3. Launch of CALC_ESSAI#

The command used to launch the macro is as follows:

CALC_ESSAI (INTERACTIF = “NON”,

EXPANSION = _F (CALCUL = MODEAIR,

NUME_MODE_CALCUL = (1,2,3,4,5,6,7,8,),

MESURE = MODCRA,

NUME_MODE_MESURE = (1,2,3,4,5,6,7,8,)),

IDENTIFICATION = _F (ALPHA = 0.0, EPS = 0.0,

INTE_SPEC = SPECTR19,

OBSERVABILITE = OBS,

COMMANDABILITE = COM,

BASE = MODEAIR),

RESU_IDENTIFICATION = (_F (TABLE = CO ( » EFFORTS « )),

_F (TABLE = CO ( » DEPL_PHY « )),

_F (TABLE = CO ( » DEPL_SYN « )),),

);

3.1. Meaning of keywords#

3.1.1. « EXPANSION » module#

The « EXPANSION » module allows you to launch the MACRO_EXPANS macro, which performs the modal expansion of experimental data on a numerical model. It uses the operators EXTR_MODE, PROJ_MESU_MODAL, REST_GENE_PHYS, and PROJ_CHAMP.

In the present test case, we extend the modes 1, 2, 3, 3, 3, 3, 3, 3, 3, 3, 3, 3, 3, 3, 3, 3, 3, 3, 3, 3, 3, 3, 3, 4, 3, 3, 3, 3, 3, 3, 3, 3, 3, 3, 3, 3, 3, 3, 3, 3, 3, 3, 3, 3 MODCRA MODEAIR

The new aster concepts RESU_NX, RESU_EX,, RESU_ET and RESU_RD are then created in the macro command.
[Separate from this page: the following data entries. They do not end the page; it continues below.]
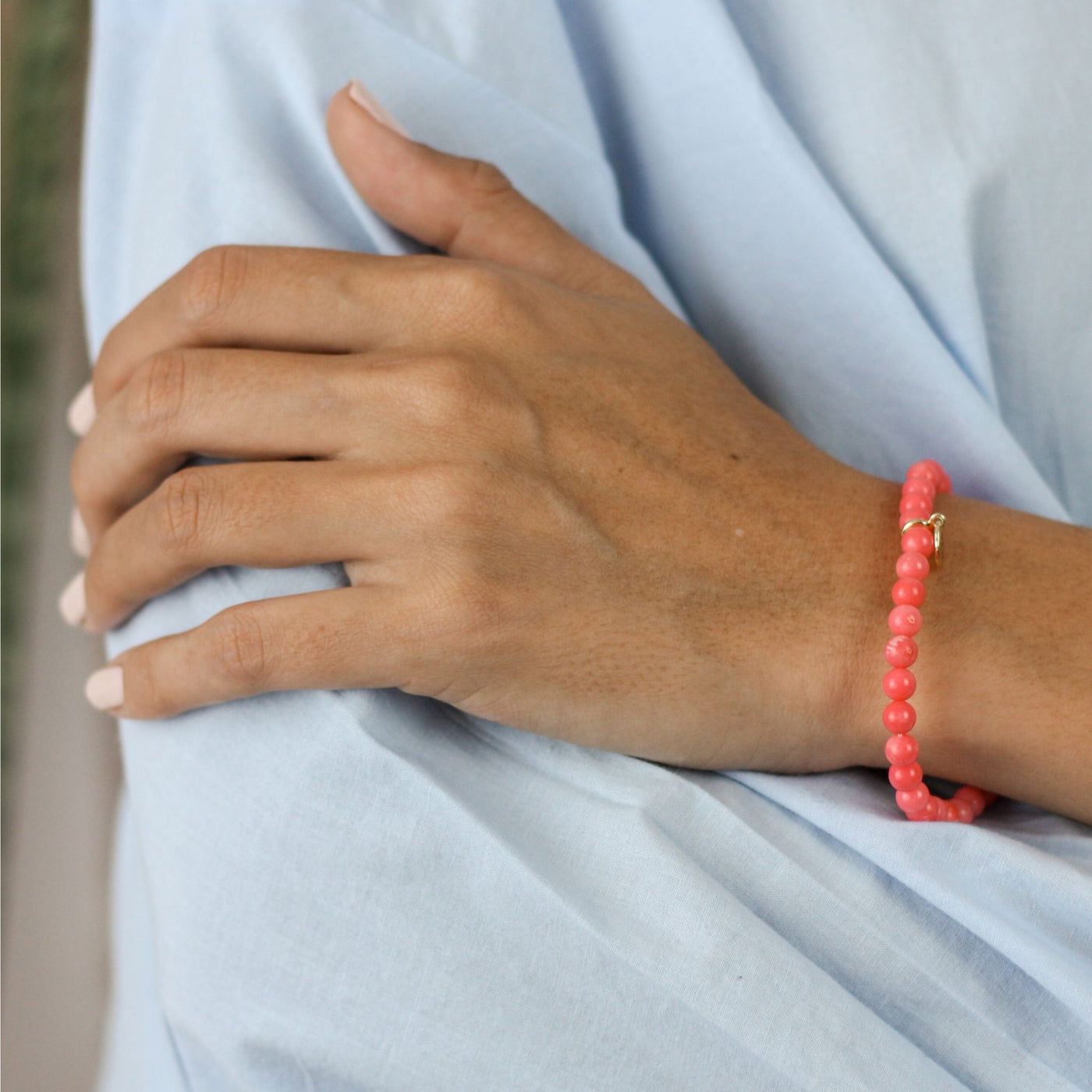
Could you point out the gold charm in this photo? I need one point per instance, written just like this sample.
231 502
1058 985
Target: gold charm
936 521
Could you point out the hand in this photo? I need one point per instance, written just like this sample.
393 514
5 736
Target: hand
557 508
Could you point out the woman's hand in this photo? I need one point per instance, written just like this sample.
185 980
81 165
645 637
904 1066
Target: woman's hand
557 507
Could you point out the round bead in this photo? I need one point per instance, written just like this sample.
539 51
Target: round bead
901 750
928 469
904 619
917 541
906 777
909 590
901 651
973 796
899 717
914 508
899 684
913 565
912 800
919 488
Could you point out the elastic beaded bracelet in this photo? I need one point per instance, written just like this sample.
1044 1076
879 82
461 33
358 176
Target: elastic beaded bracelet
920 537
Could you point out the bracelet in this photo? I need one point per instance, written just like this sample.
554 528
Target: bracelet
920 537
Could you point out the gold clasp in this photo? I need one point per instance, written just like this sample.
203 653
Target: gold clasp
936 521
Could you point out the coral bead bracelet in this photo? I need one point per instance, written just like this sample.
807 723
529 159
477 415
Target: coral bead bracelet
920 537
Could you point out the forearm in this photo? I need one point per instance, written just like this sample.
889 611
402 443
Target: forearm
1004 695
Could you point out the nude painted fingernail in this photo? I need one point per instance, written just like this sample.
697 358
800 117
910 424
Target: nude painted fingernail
73 603
362 96
81 413
79 538
105 688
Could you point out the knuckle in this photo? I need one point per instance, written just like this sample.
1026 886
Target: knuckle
448 391
186 502
158 390
243 647
482 297
450 497
485 183
469 609
211 282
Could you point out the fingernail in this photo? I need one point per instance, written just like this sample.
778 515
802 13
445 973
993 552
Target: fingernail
105 690
362 96
73 603
79 538
82 411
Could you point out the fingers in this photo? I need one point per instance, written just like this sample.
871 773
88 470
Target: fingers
353 636
243 404
466 207
264 516
285 298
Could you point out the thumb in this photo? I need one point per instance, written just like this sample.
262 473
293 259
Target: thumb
466 207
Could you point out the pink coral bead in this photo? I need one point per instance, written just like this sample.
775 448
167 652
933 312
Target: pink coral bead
900 651
899 684
899 717
904 619
914 508
973 796
928 469
906 777
920 488
913 565
901 750
912 800
917 541
909 590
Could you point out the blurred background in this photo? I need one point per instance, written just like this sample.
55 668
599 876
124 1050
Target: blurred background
59 758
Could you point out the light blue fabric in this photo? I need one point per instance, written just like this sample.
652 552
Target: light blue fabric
878 212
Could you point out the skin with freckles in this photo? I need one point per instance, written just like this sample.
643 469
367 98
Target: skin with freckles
557 508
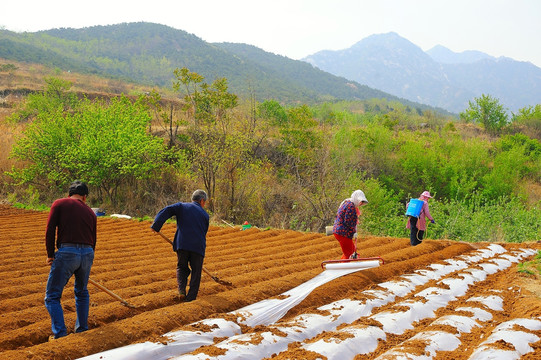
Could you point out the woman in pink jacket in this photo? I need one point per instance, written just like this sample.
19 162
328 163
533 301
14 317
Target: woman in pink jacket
345 224
417 226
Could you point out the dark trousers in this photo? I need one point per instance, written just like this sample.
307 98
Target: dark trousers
195 262
416 235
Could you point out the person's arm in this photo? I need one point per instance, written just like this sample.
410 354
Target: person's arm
50 233
162 216
427 211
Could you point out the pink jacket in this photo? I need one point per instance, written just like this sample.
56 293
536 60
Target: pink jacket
425 213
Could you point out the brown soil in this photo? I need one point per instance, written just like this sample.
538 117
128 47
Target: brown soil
139 266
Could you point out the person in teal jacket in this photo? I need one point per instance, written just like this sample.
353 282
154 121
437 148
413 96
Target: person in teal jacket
417 226
190 240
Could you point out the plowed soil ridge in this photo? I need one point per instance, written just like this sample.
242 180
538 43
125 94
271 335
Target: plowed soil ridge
138 265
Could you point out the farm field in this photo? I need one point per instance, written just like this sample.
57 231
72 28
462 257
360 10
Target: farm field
441 299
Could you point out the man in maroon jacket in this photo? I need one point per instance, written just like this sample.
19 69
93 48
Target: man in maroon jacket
75 224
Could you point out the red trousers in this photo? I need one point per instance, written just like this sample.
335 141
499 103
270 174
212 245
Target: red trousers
347 245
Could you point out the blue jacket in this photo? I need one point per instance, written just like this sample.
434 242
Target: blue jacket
192 226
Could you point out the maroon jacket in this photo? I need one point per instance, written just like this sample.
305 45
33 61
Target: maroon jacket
75 221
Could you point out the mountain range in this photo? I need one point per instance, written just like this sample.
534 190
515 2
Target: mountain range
439 76
148 53
379 66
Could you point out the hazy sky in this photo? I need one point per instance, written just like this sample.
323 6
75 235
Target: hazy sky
297 28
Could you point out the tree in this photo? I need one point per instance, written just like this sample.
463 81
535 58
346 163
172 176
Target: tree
211 136
486 111
107 145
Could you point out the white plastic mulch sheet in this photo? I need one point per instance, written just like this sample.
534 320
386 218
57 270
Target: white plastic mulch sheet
262 313
363 339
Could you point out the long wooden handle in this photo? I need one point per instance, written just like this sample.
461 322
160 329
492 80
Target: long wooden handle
165 237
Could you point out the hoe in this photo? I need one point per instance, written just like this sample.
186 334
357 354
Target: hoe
215 278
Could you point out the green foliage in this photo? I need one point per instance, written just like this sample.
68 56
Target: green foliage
487 111
104 144
8 68
283 166
272 110
54 100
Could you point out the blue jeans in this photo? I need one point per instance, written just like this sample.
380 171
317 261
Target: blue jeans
69 260
195 260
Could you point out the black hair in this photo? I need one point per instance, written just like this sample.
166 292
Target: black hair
78 187
199 195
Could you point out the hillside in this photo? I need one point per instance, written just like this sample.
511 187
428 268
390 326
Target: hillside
148 53
437 77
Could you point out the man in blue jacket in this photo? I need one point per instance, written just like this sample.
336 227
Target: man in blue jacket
190 240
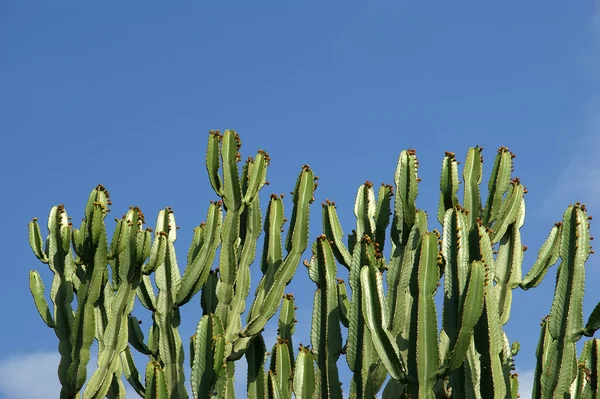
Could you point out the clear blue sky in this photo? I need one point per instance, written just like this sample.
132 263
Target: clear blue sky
123 94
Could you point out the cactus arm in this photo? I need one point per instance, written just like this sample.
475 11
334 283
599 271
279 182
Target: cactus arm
304 375
36 242
508 264
406 182
425 345
201 255
448 186
208 359
157 252
128 260
375 318
281 368
36 286
145 293
547 257
364 210
497 186
510 210
593 323
156 386
253 224
96 260
256 176
344 303
136 337
297 240
472 178
333 230
213 161
326 336
256 357
382 214
470 311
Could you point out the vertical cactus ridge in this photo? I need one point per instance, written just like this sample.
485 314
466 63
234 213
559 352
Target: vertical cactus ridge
209 356
406 181
497 185
472 173
586 382
297 241
201 255
326 336
304 383
508 264
256 356
546 258
448 185
333 231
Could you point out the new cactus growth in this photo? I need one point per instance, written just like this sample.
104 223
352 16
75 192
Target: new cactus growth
387 307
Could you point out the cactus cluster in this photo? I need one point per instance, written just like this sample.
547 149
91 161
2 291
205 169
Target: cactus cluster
387 307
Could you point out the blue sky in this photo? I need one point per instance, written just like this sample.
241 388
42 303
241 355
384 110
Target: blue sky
123 94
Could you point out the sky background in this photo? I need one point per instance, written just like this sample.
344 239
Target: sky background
124 93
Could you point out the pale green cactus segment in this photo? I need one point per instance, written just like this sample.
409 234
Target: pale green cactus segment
398 278
255 176
547 257
508 265
497 186
448 186
343 302
36 241
304 383
472 173
230 156
209 356
326 336
511 210
36 286
382 214
489 342
157 252
470 311
287 324
375 318
274 392
282 368
406 181
333 230
208 299
566 313
114 342
455 252
514 386
297 242
593 323
586 384
156 386
424 348
201 255
256 356
131 372
251 218
145 293
364 210
136 337
213 161
96 262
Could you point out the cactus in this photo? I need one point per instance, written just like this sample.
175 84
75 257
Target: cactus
392 330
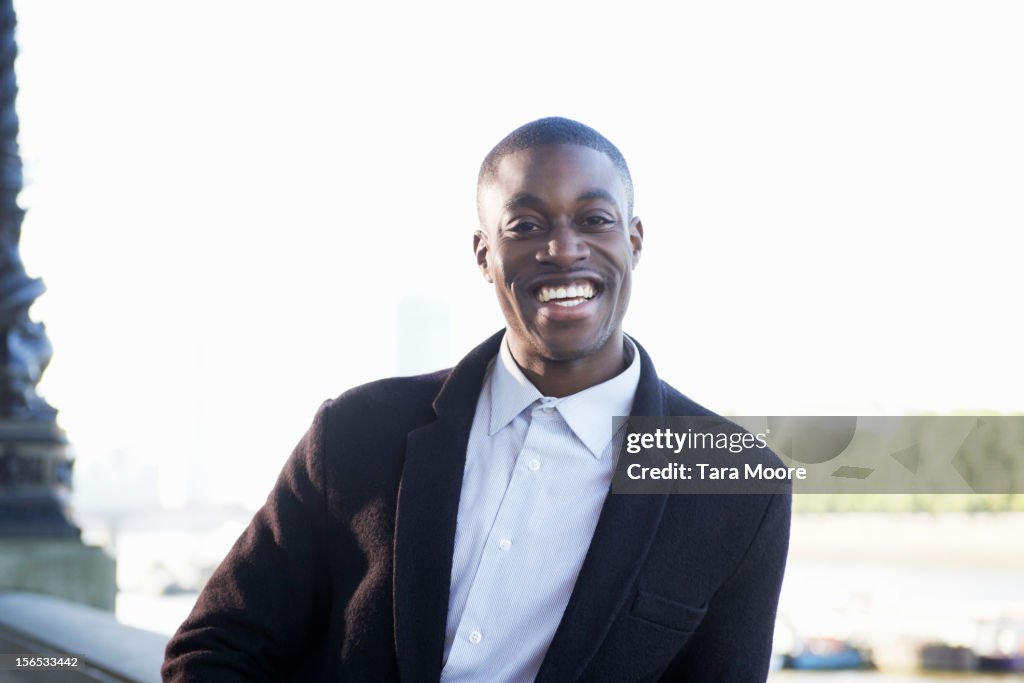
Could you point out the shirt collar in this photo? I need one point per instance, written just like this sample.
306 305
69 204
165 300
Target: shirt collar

Interactively, naming can be done interactively.

Finally, we prepare the MACS between modes the concepts created (operator MAC_MODE) and the visualization of deformations with gmsh (operator IMPR_RESU, FORMAT =” GMSH “).

3.1.2. « FLUDELA » module#

The fludela module was removed in Code_Aster version 9. It was a feature that made it possible to identify the mass, stiffness and damping coefficients added by comparing the modal bases of the identified air, water and flow structures.

NB: at the end of the command file, we show how to simulate the entry and underflow of the calculated mode base, with the operators DEFI_FLUI_STRU and CALC_FLUI_STRU (axial flow hypothesis).

3.1.3. « IDENTIFICATION » module#

The principle of the « IDENTIFICATION » tab is to identify an inter-spectrum of efforts from the data of the inter-spectrum of displacements measured on a structure.

  • cross-spectrum: keyword INTE_SPEC, we take SPEC19,

  • modal basis: keyword BASE, we take RESU_ET, obtained in the « correlation » tab,

  • observability mesh: keyword MODELE_MESURE, we take MODPROJ1,

  • controllability mesh: keyword MODELE_COMMANDE, we take MODPROJ2,

  • adjustment parameters: they are zero in the context of this test case, but are intended to be adjusted when using real measurement data (noisy).

In non-interactive mode, the output of the identification module is by default:

  • the cross-spectrum of identified efforts (called « EFFORTS »),

  • the inter-spectrum of input movements (called « DEPL_PHY »),

  • the inter-spectrum of re-synthesized movements (called « DEPL_SYNTH », compared to the previous one).

Interspectra are sd_table_function data structures. Attention: this data structure is reserved for small inter-spectra, ideally for measured data (of the order of a few dozen measurement points max). They are not suitable for large numerical data. The inter-spectral matrices are in fact square solid matrices of size \({\mathit{nb}}_{\mathit{ddl}}^{2}\).